Ich trat vorsichtig über sie hinweg und eilte in mein Zimmer.
Ich musste meine eigene Frage beantworten.
Zu meiner großen Erleichterung war der Raum leer. Ich warf mich bäuchlings auf die Matratze, auf der Jamie und ich schliefen.
Als ich Jeb erklärt hatte, dass ich noch eine letzte Frage stellen wollte, war das die Wahrheit gewesen. Aber es war keine Frage an die Sucherin. Es war eine Frage an mich.
Die Frage war: Würde ich - nicht könnte ich - es tun?
Ich konnte der Sucherin das Leben retten. Ich wusste, wie. Es würde keins der Leben hier in Gefahr bringen. Außer meinem eigenen. Das würde ich dafür eintauschen müssen.
Nein. Melanie versuchte trotz ihrer Panik entschieden zu wirken.
Bitte lass mich nachdenken. Nein.
Das ist die Lösung, Mel. Es ist sowieso unvermeidlich. Das wird mir jetzt klar. Ich hätte es schon längst erkennen müssen. Es ist so offensichtlich.
Nein, ist es nicht.
Mir fiel das Gespräch wieder ein, das wir geführt hatten, als Jamie krank gewesen war. Als wir uns versöhnt hatten. Ich hatte ihr gesagt, dass ich sie nicht auslöschen würde und dass es mir leidtat, dass ich nicht mehr für sie tun konnte.
Es war keine Lüge gewesen, sondern vielmehr ein unvollständiger Satz. Ich konnte nicht mehr für sie tun – und dabei selbst am Leben bleiben.
Die eigentliche Lüge hatte ich Jared erzählt. Ich hatte ihm nur Sekunden später erklärt, dass ich nicht wusste, wie ich mich selbst verschwinden lassen konnte. Im Kontext unserer Unterhaltung war es die Wahrheit gewesen. Ich wusste nicht, wie ich mich in Melanies Körper in nichts auflösen sollte. Aber es überraschte mich, dass ich nicht schon damals die offenkundige Lüge aus diesem Satz herausgehört hatte - nicht schon damals erkannt hatte, was ich jetzt erkannte. Natürlich wusste ich, wie ich mich selbst verschwinden lassen konnte.
Ich hatte diese Möglichkeit nur einfach nie für realisierbar gehalten, da sie den totalen Verrat an allen Seelen auf diesem Planeten darstellte. Sobald die Menschen erfuhren, dass ich die Antwort wusste, für die sie wieder und wieder gemordet hatten, würde ich dafür zahlen müssen.
Nein, Wanda!
Willst du nicht frei sein? Eine lange Pause.
Ich würde dich nie darum bitten, sagte sie schließlich. Und ich würde das für dich nicht tun. Und ganz bestimmt würde ich es für die verdammte Sucherin nicht tun!
Du musst mich nicht darum bitten. Ich denke, ich hätte es sowieso freiwillig getan ... irgendwann.

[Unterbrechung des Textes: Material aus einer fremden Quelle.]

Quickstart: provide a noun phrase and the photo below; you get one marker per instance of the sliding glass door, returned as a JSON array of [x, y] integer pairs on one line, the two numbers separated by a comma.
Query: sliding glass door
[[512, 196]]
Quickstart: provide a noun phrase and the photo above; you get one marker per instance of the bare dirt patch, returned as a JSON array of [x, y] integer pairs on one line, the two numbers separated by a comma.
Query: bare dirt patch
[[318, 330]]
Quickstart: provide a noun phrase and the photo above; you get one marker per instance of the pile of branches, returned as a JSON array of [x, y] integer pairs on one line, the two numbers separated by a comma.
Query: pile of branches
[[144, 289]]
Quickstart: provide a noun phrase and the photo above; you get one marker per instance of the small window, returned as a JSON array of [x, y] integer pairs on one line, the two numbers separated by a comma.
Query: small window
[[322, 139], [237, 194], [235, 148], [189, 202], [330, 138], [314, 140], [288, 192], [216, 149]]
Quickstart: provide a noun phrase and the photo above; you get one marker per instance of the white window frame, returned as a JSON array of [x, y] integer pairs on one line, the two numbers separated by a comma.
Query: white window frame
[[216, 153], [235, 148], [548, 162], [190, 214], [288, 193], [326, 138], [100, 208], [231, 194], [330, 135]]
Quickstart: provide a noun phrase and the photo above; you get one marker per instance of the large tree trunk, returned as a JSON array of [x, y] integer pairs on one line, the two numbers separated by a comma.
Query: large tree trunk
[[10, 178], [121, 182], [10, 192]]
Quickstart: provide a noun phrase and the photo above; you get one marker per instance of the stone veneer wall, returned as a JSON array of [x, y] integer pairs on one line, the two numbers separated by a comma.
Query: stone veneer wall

Warum glaubst du das?, wollte sie wissen. Sie war kurz davor, zu weinen. Das rührte mich. Ich hatte erwartet, dass sie begeistert wäre.
Zum einen ihretwegen. Wegen Jared und Jamie, meine ich. Ich kann ihnen die ganze Welt geben, alles, was sie begehren. Ich kann ihnen dich geben. Ich hätte das wahrscheinlich sowieso irgendwann begriffen. Wer weiß? Vielleicht hätte mich auch Jared darum gebeten. Du weißt, dass ich nicht Nein gesagt hätte.
Ian hat Recht. Du bist zu aufopferungsvoll. Du kennst keine Grenzen. Du brauchst Grenzen, Wanda!